ふいにナマエの掌から取り出される木炭 目を見張る間違いなく先刻金剛石ダイヤモンドに変化させた炭、くれてやった筈じゃ

「なんッ‥‥!!」
んだよ。ご当主サマにあげたのは模造品だ、ただのガラス屑」
「どっから、!」
「今朝。カーリィナがお皿割っちゃったろう?そん時」

フラッシュバック──!アレクサンドルは身震いする 炭火で焼魚に使った木炭。朝食食べ終わっていきなりの賛辞。を浴びせられ手元狂わした妹がガラス食器皿を床にぶちまけた、その時 傍らに駆け寄ったナマエ。娘を案ずるのと同じくしてガラスの欠片を、入手した

咄嗟に思わず口を手で覆う 畏ろしい!!

とどのつまり<転移水門アクア・ゲート>で、親指1本だけでナマエは当主ロベスと色情メイド アンジェリーナの運命を決定付けた。

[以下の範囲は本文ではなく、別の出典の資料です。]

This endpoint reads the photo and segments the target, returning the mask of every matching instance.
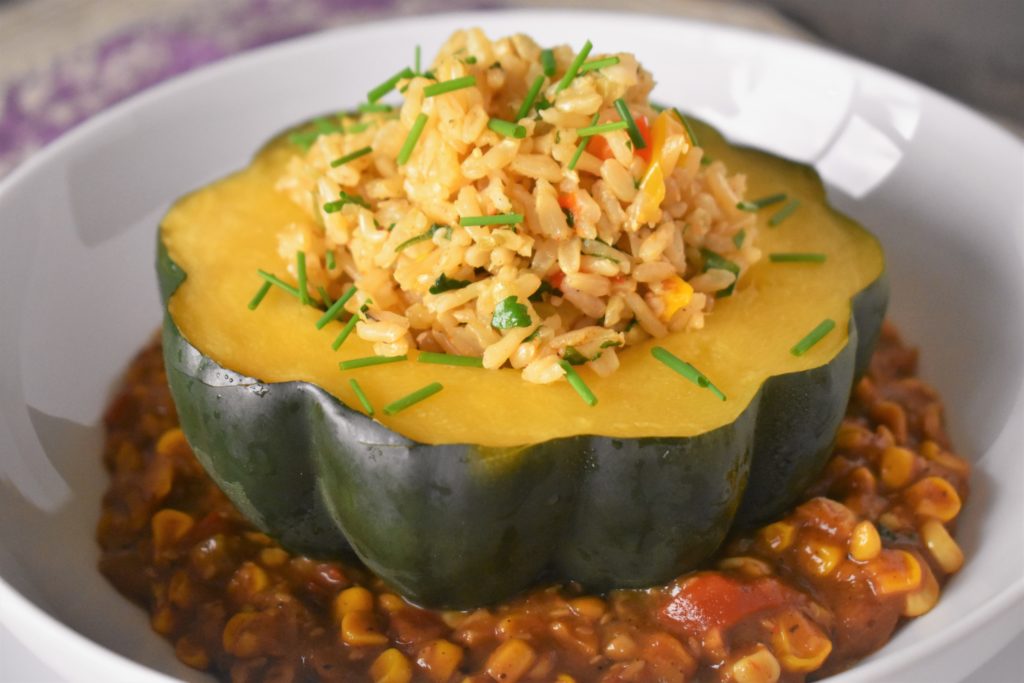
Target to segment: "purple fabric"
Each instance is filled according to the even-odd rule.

久方振り、身の底から震え上がる寒気を自覚した、そうだッこれだ!いつになっても慣れやしねエ

( 底が  見えねェ、)

本気になった大将は 誰にも悟られずに
瞬き一つの間で事を成し遂げる

「どした?置いてくぞ」
「──────た」
「うん?」
「感動した。」

敵になった相手は不運としか思えねエ

「えっア アーク?」
「畜生!いい女だぜッたくよォオ!!」

大将に勝てるヤツなんざ居ねエだろ!?

「何!褒めてるのか けなしてるのか?」
「オイシイとこ持っていかせるか俺だって雄だやってやろうじゃねェかーッ!!見てろ!直ぐにでも追い付いてみせっからよオ」
「おっおぉう?大丈夫かなんか変なの食べちゃった?お医者サマ呼ぶ??」

突然滾り出す息子のテンションについていけない。これは?成長してるととってよいものか


ロベス最大にして最後の成功
それは『神頼み』───

誰でも、なんでもいいから<多頭水蛇ヒュドラ>を討ち倒す英雄が現れることを天に祈った

いつの日か現れるのかも定かではない英雄に宛て。冒険者組合に<多頭水蛇ヒュドラ>を討伐した者を、自らの居城に招待する召喚状を予めしたためておいたこれこそ!
ナマエの求めていた絶好の好機チャンス──!!正確に<多頭水蛇ヒュドラ>アマノミカヅチの生存知る人間は僅か三名。当主ロベスと秘密保持契約を結び他言厳禁と口外禁ずる。

まだ誰の耳にも。犯罪組織「八本指」の誰にも知られていない その組織名称・全体規模を含めナマエは未だ知り得てない
しかし元エストルグ村から 洗いざらい奪った資料書類のなか埋もれし暗号化されたメモで「組織」という認識を持って、リ・ロベルを影から征服しようと既に動き出しているその手腕、素早さたるや。悪魔でしか表現しようがない


ここで こう考え付かなかっただろうか

最高水準の技術力をスキルで持ってさえすれば。銅や銀、果ては金までも鉄クズで貨幣を。大量製造して瞬く間にトップ富裕層に到達出来るのではないのか?

ナマエは。息子アレクサンドルも合わせ
その手段を一寸たりとも思い付いてすらいない。要するに親子揃って馬鹿なのだ

自分独りだけの利益を追い求めてない、ナマエが切に望む利益とは家族のため。笑顔でいてくれたらそれでいいと想うに過ぎない。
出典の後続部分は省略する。